La questione che ha destato la mia curiosità quando ho analizzato le aree della Ahrnatal-Valle Aurina sotto questo aspetto leggendario, è come fosse stato possibile che il termine veneziano fosse stato attribuito a questi esseri leggendari narrati in luoghi così lontani dalla città lagunare. Un'analisi storica e in particolar modo linguistica attinta da Alessandro Mocellin docente di Lingua Veneta, mi ha supportato in tal senso. Veneti è l'etnonimo con cui da sempre la popolazione è denominata, e Venezia che oggi è il nome dell'attuale capoluogo di Regione, originariamente definiva la totalità del territorio relativo alla Civiltà Venetica. Riporta infatti lo stesso Mocellin: “Se avessimo chiesto al primo Imperatore Romano, Caesar Octavianus Augustus chi fossero i Venetiani, ci avrebbe probabilmente detto che sono gli abitanti della regione Venetia.” 

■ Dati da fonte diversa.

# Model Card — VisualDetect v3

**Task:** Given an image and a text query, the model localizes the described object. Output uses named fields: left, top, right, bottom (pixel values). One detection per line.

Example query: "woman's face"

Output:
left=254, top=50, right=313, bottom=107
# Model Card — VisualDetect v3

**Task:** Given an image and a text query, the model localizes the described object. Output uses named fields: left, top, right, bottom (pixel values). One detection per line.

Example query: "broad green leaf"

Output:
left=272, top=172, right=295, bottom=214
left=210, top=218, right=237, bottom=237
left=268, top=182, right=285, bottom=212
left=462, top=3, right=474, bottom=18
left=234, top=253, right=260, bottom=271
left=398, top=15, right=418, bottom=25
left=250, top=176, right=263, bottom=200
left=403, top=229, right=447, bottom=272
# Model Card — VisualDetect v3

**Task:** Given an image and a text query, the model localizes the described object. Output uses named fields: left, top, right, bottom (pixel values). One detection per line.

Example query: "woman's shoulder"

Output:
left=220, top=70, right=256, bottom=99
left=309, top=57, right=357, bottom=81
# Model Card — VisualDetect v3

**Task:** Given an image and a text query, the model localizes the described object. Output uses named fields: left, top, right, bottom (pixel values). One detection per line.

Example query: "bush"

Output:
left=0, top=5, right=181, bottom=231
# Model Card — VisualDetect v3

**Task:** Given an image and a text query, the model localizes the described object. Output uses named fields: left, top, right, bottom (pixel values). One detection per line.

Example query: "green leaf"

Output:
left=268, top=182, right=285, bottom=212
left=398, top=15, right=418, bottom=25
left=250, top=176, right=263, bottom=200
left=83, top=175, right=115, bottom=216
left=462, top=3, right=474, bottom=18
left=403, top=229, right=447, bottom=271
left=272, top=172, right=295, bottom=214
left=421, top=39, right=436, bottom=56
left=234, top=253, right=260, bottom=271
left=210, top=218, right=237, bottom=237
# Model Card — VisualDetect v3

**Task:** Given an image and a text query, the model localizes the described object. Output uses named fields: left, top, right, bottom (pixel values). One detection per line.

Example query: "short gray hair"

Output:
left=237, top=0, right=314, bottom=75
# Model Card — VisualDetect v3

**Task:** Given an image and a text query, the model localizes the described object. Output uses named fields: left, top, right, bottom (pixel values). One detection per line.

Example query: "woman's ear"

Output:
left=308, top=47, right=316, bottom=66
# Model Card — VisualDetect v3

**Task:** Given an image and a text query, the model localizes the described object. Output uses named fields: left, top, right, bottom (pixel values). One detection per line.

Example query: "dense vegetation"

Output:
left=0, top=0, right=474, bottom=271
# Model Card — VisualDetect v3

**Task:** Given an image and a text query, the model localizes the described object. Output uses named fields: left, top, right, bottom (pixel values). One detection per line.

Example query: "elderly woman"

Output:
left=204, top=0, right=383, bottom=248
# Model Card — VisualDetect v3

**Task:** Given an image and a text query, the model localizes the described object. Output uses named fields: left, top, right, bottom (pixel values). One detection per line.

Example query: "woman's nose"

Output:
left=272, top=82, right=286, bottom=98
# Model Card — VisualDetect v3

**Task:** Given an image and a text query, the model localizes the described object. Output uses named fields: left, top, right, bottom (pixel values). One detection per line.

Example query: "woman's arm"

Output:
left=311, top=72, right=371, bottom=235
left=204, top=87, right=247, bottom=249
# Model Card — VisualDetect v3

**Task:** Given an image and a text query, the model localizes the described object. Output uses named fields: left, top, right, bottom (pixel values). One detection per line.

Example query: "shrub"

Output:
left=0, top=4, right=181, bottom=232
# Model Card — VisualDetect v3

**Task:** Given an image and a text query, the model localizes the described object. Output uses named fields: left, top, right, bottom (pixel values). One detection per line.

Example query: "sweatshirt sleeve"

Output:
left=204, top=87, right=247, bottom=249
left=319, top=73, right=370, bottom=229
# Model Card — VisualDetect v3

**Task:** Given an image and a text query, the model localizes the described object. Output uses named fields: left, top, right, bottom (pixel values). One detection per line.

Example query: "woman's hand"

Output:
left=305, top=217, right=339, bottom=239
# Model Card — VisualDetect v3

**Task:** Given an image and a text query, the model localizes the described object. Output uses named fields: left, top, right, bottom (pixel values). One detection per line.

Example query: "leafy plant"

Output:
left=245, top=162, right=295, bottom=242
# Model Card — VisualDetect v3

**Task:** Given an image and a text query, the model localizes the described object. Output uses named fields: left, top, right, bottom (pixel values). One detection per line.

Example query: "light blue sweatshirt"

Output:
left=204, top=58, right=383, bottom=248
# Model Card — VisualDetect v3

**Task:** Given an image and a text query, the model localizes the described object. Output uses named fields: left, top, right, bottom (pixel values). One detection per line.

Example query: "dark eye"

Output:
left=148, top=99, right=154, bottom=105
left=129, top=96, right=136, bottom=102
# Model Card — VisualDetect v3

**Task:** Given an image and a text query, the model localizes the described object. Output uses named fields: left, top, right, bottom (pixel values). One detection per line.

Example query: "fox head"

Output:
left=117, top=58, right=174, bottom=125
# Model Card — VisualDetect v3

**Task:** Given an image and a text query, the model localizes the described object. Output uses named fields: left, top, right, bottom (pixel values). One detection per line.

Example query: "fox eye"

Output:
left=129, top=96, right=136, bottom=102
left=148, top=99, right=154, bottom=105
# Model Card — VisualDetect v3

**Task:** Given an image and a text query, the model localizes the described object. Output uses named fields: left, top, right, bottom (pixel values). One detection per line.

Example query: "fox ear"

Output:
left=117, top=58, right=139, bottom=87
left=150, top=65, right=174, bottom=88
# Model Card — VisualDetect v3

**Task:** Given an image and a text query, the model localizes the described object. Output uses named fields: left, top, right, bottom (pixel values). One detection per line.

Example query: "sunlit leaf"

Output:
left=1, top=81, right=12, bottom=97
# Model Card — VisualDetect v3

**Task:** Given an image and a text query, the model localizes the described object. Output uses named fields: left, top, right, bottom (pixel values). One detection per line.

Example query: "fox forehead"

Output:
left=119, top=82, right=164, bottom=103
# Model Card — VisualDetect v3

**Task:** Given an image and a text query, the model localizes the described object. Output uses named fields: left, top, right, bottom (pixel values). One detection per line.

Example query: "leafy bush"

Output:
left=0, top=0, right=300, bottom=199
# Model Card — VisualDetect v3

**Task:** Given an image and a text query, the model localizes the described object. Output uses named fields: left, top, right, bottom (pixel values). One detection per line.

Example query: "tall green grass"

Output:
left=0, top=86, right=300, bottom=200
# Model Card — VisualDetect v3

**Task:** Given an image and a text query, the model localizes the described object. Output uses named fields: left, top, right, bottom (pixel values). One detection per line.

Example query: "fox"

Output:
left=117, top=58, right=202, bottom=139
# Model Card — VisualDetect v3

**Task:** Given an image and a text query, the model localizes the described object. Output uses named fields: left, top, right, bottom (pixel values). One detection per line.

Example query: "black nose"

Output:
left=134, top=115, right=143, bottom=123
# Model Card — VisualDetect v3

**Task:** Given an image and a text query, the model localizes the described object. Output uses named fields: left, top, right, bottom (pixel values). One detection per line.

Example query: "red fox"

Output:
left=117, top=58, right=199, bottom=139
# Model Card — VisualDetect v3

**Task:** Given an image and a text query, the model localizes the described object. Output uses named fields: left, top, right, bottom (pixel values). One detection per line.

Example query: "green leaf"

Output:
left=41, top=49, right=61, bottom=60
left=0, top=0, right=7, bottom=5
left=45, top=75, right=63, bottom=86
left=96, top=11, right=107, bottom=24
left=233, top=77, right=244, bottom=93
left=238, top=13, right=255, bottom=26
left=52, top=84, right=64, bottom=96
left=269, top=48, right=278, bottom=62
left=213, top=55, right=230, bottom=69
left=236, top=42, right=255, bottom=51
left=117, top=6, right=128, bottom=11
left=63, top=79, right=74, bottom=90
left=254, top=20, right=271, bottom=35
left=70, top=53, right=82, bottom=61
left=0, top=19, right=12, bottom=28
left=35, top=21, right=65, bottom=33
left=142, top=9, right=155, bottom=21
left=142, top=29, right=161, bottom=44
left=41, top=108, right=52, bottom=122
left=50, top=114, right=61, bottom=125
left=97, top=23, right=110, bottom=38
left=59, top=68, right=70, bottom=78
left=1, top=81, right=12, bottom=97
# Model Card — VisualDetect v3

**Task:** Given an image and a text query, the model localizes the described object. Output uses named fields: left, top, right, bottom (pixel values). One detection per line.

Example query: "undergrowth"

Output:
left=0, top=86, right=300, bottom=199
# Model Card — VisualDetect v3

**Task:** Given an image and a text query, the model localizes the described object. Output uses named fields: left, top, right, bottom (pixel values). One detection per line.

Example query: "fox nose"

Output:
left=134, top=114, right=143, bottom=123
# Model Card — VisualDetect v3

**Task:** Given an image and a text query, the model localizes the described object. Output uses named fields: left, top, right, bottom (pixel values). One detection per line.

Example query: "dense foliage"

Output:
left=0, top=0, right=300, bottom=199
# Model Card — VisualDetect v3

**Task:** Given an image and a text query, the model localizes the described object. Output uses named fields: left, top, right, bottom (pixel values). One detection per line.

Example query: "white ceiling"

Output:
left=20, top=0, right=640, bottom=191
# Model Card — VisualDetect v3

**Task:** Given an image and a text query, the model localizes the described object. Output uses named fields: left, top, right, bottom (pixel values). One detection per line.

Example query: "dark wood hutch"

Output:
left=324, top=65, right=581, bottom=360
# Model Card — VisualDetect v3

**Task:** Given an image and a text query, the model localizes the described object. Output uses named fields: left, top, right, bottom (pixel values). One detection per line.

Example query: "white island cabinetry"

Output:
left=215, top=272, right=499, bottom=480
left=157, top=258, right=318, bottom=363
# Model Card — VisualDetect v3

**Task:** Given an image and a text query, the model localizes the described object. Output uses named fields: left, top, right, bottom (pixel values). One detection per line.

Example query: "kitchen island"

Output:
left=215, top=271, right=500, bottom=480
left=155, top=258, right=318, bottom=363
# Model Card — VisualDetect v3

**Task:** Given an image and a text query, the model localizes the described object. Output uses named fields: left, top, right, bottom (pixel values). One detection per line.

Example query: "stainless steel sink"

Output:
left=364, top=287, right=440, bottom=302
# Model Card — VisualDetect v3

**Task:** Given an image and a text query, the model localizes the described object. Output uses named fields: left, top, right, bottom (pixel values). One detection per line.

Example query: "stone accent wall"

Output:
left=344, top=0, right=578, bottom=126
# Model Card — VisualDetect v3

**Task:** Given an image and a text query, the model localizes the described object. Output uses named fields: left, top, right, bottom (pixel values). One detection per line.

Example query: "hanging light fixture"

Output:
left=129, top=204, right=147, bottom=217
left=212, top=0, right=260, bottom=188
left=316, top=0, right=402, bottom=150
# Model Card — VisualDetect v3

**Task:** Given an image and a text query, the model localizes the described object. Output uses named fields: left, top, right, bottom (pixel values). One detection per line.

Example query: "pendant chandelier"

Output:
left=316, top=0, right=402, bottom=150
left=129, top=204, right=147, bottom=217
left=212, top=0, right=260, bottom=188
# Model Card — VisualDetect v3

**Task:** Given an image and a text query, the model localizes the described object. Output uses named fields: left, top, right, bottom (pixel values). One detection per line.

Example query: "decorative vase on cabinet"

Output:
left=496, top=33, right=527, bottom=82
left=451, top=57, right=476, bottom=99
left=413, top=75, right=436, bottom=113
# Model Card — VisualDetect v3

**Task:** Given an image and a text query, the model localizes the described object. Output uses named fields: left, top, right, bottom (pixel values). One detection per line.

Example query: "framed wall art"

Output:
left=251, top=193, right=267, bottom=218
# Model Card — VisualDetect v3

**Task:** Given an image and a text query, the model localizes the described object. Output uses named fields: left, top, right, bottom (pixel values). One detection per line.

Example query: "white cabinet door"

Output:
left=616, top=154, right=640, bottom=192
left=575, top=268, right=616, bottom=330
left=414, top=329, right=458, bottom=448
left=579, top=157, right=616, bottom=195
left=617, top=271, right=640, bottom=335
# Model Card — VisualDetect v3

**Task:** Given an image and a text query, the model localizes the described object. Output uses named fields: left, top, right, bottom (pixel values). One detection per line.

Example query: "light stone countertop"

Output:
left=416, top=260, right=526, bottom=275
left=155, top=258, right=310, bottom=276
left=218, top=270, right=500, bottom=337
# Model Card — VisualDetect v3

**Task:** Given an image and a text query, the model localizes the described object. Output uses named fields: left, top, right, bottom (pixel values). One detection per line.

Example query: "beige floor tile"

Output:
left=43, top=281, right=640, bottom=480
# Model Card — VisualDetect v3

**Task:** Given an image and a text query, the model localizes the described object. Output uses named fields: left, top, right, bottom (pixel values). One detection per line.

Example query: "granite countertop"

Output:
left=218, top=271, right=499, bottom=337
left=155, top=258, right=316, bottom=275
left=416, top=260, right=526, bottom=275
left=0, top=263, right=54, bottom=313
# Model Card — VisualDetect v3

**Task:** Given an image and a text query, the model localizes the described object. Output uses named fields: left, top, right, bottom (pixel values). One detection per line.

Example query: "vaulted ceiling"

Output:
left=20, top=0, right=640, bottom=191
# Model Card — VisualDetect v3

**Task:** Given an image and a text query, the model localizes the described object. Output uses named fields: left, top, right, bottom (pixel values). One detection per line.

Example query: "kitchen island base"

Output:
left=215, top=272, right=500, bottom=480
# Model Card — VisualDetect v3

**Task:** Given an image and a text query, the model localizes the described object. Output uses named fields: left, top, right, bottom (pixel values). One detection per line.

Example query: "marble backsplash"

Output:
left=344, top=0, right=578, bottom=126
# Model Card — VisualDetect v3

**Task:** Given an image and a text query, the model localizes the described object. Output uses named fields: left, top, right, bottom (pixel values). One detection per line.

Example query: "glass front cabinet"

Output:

Innanzitutto bisogna parlare dell'estensione dei territori venetici che a cavallo dell' Età del Bronzo - inizio secondo millennio a.C. - quando si insediarono in territorio lagunare e l'Età del Ferro, periodo di massima espansione, subirono variazioni fino ad includere tutta la Regione come propriamente la conosciamo oggi, oltre la Lombardia orientale, il Friuli con i territori della Livenza e del Tagliamento, la Venezia Giulia e l'Istria tanto che nel 31 a.C si costituì con la romanizzazione del Popolo dei Veneti la X RegioVenetia et Istria.


Sebbene oggi la tesi sostenuta da Erodoto che considerò i Paleoveneti originari da una filiazione Illirica, sia stata scardinata totalmente a favore di quella che li vede originari della Paflagonia, regione anatolica della Turchia affacciata sul Mar Nero, i Paleoveneti territorialmente furono estremamente vicini all'area balcanica abitata dagli Illiri, popolazione che si stanziò per prima in Ahrntal-Valle Aurina (ancor prima dei Celti) e che oltre alle influenze per vicinanza territoriale in area balcanica, entrò in contatto con gli Antichi Veneti anche a seguito dei commerci alla ricerca di materie prime ed alla diffusione e vendita delle situle, i famosi vasi potori peculiari della Cultura Venetica. Secchi che costituiti di lamina in bronzo venivano lavorati sapientemente a sbalzo a cesello, dando luogo ad opere di rara bellezza, che fortunatamente in molti casi sono giunte sino a noi. Questi tratti portano a pensare alla trasmissione di modelli culturali che non si riverberarono solo in una acculturazione reciproca che incluse anche e principalmente i Celti dell'area alpino-dolomitica, ma che per come i racconti sono giunti sino a noi, abbiano influenzato anche la narrazione di una delle figure cardine della miniera, i Nani appunto.


Di origine divina, i piccoli uomini che nascono dalla pietra, assumono peculiarità tipiche del piano metafisico. Così come appaiono non si sa da dove, possono scomparire alla stessa maniera. Giungono con la primavera e ritornano da dove erano venuti in autunno. Sanno trovare vene metallifere, così come se non rispettati le occultano nuovamente nelle profondità della terra, esaurendo di fatto l'opportunità estrattiva.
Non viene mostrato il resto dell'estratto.